What Barbenheimer Can Teach Us About Intellectual Property


Barbenheimer is a new term for consecutively watching the movies “Barbie” and “Oppenheimer.”  In honor thereof, we present the Barbenheimer Legal Alert.

Barbie on Trademarks

Did you know Mattel sued, and lost, to stop the “Barbie Girl” song?

In 1997, the Danish band Aqua produced and released the song Barbie Girl without approval from Mattel. As the song gained in popularity, Mattel sued MCA Records, Universal Music International, and several other entities involved in distributing the song. The lawsuit claimed both trademark infringement and dilution.

On summary judgement, the claims were dismissed finding the song was a clear parody. The trial court also found the song was not likely to dilute the Barbie mark and not likely to confuse consumers that Mattel was affiliated with the song.

The Ninth Circuit Court of Appeals upheld the lower court’s decision. The Appeals court used the same Rogers test noted in the Jack Daniel’s Supreme Court decision. In essence, the Appeals Court found the song to be a clear parody, therefore the First Amendment superseded Mattel’s Federal Trademark rights.

By contrast, Warner Bros released the Barbie movie on July 20, 2023. Having learned from the Aqua song, Mattel has been front and center—not only licensing the Barbie marks but also controlling the quality of the use of the marks.

It has been well-documented that executives from Mattel were directly involved in the filming of the Barbie movie. Moreover, Mattel has joined forces with a larger number of licensing partners for developing branding opportunities.

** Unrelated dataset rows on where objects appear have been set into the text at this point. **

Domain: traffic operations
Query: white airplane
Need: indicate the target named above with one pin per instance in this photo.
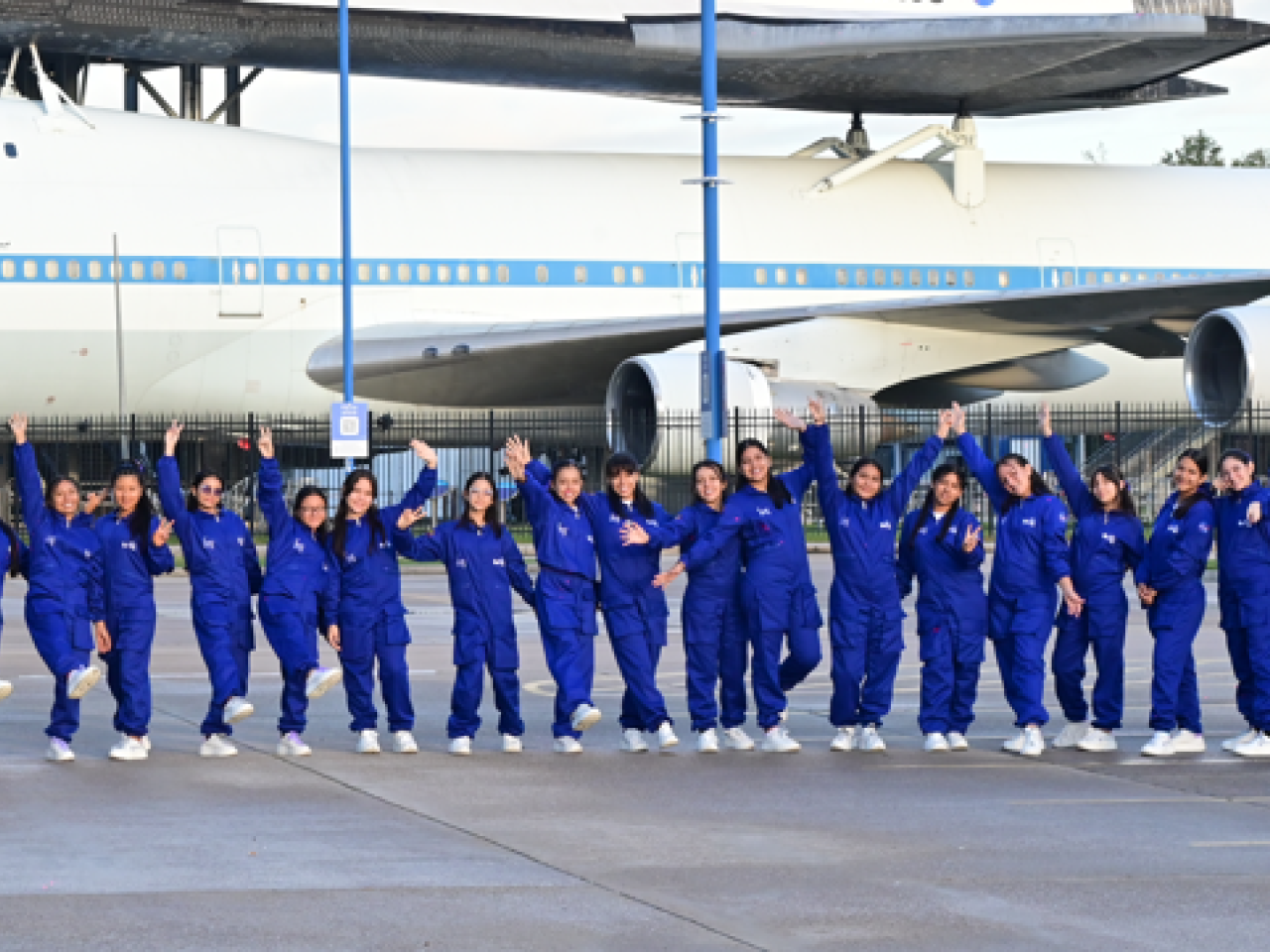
(564, 280)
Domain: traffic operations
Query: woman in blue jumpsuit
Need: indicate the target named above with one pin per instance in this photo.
(484, 565)
(635, 611)
(1171, 587)
(371, 615)
(1107, 542)
(64, 598)
(1243, 594)
(865, 617)
(135, 549)
(1030, 560)
(566, 593)
(13, 562)
(223, 574)
(942, 544)
(300, 594)
(715, 640)
(776, 590)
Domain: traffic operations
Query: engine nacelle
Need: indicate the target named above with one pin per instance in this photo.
(653, 403)
(1227, 363)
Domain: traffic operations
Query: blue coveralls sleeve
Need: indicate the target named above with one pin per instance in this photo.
(1079, 495)
(983, 470)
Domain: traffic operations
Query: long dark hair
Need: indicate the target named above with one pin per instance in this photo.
(625, 462)
(199, 477)
(1038, 485)
(929, 504)
(307, 493)
(1205, 492)
(139, 524)
(339, 529)
(717, 470)
(14, 551)
(492, 518)
(776, 488)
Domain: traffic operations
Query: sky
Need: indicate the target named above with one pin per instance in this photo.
(403, 113)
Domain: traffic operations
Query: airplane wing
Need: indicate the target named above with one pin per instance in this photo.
(570, 363)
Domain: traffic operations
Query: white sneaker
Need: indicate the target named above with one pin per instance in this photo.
(1188, 743)
(1160, 746)
(238, 710)
(320, 680)
(1097, 742)
(461, 747)
(1072, 734)
(567, 746)
(217, 746)
(1248, 735)
(128, 749)
(59, 751)
(583, 717)
(293, 746)
(1016, 743)
(843, 740)
(1257, 747)
(778, 740)
(81, 680)
(633, 742)
(1034, 743)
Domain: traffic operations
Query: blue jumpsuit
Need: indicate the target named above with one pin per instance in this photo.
(64, 597)
(635, 612)
(483, 571)
(300, 588)
(952, 616)
(1103, 547)
(566, 598)
(776, 592)
(372, 617)
(715, 636)
(865, 616)
(130, 565)
(1243, 593)
(1175, 563)
(223, 572)
(1030, 560)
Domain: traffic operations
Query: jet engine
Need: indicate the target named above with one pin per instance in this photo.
(1227, 363)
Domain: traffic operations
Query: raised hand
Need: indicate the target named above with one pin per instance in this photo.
(425, 452)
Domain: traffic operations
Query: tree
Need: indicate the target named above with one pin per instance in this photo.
(1199, 149)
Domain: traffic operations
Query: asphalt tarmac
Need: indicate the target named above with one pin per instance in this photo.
(611, 851)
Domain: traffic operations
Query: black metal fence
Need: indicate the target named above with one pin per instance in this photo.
(1143, 440)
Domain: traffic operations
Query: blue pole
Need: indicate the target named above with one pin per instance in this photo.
(714, 376)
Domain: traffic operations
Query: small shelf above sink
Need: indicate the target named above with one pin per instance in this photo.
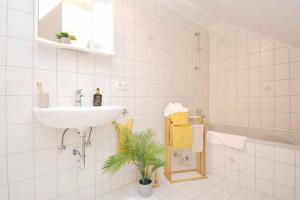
(77, 117)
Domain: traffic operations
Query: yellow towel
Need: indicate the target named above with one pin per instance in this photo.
(182, 136)
(123, 131)
(179, 118)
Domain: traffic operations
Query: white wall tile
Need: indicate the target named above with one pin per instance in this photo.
(22, 190)
(282, 104)
(66, 84)
(295, 87)
(17, 173)
(24, 5)
(2, 50)
(265, 151)
(3, 109)
(45, 161)
(86, 177)
(46, 187)
(19, 81)
(62, 72)
(67, 181)
(295, 117)
(4, 192)
(19, 53)
(282, 71)
(3, 18)
(85, 63)
(285, 155)
(264, 186)
(283, 192)
(2, 140)
(66, 60)
(20, 24)
(285, 174)
(46, 77)
(265, 169)
(282, 88)
(282, 55)
(44, 57)
(19, 138)
(19, 109)
(44, 137)
(247, 164)
(3, 171)
(266, 44)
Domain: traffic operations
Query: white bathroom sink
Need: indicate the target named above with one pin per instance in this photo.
(77, 117)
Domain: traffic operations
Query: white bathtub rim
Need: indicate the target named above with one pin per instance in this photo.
(261, 136)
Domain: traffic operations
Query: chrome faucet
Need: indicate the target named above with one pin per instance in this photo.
(78, 97)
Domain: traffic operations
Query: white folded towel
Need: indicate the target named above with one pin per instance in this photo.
(198, 131)
(229, 140)
(173, 108)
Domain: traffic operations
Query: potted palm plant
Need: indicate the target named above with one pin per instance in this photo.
(144, 152)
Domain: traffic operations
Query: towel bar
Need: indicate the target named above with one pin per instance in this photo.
(201, 157)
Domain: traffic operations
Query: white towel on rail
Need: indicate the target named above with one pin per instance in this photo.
(198, 131)
(174, 108)
(233, 141)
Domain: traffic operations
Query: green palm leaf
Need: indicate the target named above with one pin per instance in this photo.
(142, 150)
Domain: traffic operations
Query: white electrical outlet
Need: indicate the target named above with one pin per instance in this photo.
(119, 85)
(122, 85)
(125, 85)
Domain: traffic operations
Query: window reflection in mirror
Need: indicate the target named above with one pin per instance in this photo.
(81, 23)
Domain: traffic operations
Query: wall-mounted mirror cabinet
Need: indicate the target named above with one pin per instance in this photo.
(84, 25)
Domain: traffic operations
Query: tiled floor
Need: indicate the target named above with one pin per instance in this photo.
(213, 188)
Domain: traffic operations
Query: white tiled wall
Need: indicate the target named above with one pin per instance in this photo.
(253, 81)
(265, 167)
(155, 53)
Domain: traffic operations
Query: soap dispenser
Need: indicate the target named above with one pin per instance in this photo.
(97, 98)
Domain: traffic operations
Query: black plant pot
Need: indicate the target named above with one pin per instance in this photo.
(145, 190)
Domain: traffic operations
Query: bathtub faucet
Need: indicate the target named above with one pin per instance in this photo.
(78, 97)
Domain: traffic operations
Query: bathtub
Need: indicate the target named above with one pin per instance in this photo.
(269, 161)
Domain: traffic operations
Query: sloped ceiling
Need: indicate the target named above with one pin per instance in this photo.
(277, 19)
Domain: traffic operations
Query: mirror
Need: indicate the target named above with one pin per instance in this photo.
(85, 25)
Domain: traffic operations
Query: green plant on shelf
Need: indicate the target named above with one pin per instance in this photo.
(143, 151)
(61, 35)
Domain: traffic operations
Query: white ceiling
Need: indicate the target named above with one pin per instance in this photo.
(277, 19)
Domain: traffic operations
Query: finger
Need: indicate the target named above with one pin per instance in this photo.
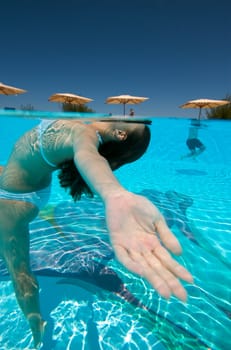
(125, 258)
(136, 263)
(170, 279)
(172, 265)
(167, 237)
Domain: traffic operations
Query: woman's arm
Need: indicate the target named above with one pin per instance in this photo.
(138, 232)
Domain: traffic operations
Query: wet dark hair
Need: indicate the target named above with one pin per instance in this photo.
(116, 153)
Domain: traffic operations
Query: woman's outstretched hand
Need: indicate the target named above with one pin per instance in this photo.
(141, 240)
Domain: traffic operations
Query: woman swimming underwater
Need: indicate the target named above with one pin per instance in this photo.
(86, 155)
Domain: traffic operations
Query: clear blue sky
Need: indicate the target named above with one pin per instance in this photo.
(168, 50)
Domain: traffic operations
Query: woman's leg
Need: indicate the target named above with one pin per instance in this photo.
(14, 247)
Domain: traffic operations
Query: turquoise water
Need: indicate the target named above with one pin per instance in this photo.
(89, 300)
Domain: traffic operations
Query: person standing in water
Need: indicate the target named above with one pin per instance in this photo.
(193, 143)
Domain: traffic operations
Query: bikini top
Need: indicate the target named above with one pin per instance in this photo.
(42, 127)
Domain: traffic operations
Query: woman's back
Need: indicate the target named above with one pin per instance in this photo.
(27, 168)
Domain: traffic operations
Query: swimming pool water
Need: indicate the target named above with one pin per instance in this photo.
(89, 300)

Building upon the Jack Daniel’s decision, we continue to see strength and value in actively policing and managing your marks. While we are seeing some clarity on how third parties can use your marks, the strongest position is gained in being involved in the decision process at the time of creation and development.

Oppenheimer on Patents

Did you know while developing the Manhattan project, the U.S. Department of Energy filed thousands of patent applications with the U.S. Patent Office?

The U.S. Patent Office conducts an initial review of filed patent applications to determine if they are subject to national security or secrecy requirements. A patent application can be diverted to a secret examination division, preventing the application from public disclosure.

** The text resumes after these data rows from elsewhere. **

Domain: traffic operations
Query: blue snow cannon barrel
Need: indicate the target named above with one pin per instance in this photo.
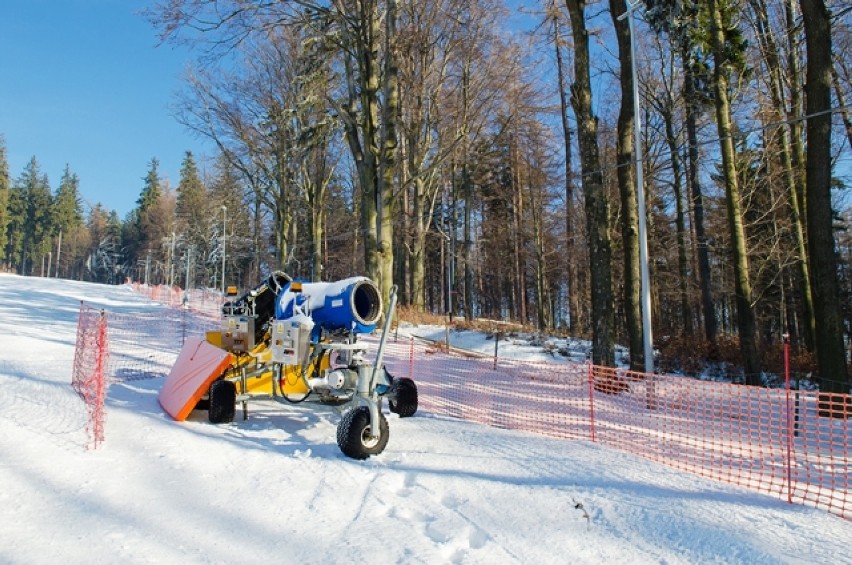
(353, 304)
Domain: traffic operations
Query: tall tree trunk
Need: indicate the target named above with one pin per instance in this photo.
(831, 356)
(570, 278)
(596, 202)
(742, 281)
(794, 78)
(680, 218)
(841, 103)
(627, 189)
(387, 164)
(708, 307)
(771, 56)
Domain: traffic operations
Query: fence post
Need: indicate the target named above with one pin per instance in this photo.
(591, 399)
(789, 419)
(496, 342)
(411, 357)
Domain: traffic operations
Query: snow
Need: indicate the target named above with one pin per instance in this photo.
(275, 488)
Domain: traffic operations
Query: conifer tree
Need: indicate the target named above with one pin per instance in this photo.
(4, 198)
(143, 226)
(30, 225)
(193, 210)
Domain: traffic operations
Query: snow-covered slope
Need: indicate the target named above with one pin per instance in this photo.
(276, 488)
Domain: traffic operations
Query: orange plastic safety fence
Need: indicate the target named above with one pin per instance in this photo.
(791, 444)
(89, 371)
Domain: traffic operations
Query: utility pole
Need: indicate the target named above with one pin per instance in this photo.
(58, 255)
(640, 194)
(224, 217)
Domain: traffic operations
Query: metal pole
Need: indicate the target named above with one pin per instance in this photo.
(224, 216)
(58, 255)
(640, 196)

During the course of the Manhattan project, the subject of the movie Oppenheimer, the Department of Energy was actively filing patents with the U.S. Patent Office, covering numerous aspects of the technology behind building an atomic bomb. The patent filings were directed to a secret division located not in Washington D.C., but in Richmond Virginia[1].

Congress became aware of the patent filings during a February 1946 Congressional hearing. In that hearing, Captain Robert A. Lavender testified that the decision to seek patent protection was made to avoid other inventors filing speculative patents, potentially impeding the U.S. Government from using atomic technology.

Many of the filed patent applications were eventually granted. Technically, under the quid-pro-quo of U.S. Patent law, how to build an atomic bomb is now in the public domain. But when reviewing some of these patents, one finds them mundanely describing discrete elements of a highly complex system. For example, U.S. Patent No. 3,358,605 describes a Pressure Sensitive Switch and U.S. Patent No. 2,709,222 describes a Method and Apparatus for Separating Materials.

Thus, whether you are dealing with Barbie® Pink clouds or an atomic bomb mushroom cloud, Intellectual Property concerns can and will be front and center. For more tips on protecting your trademarks, contact a member of the WRVB Intellectual Property practice. Enjoy the movies!

[1] According to the Library of Congress, the secret files would have been held at a former tobacco warehouse located at 700 N. Lombardy Street, now the location of a U-Haul storage facility.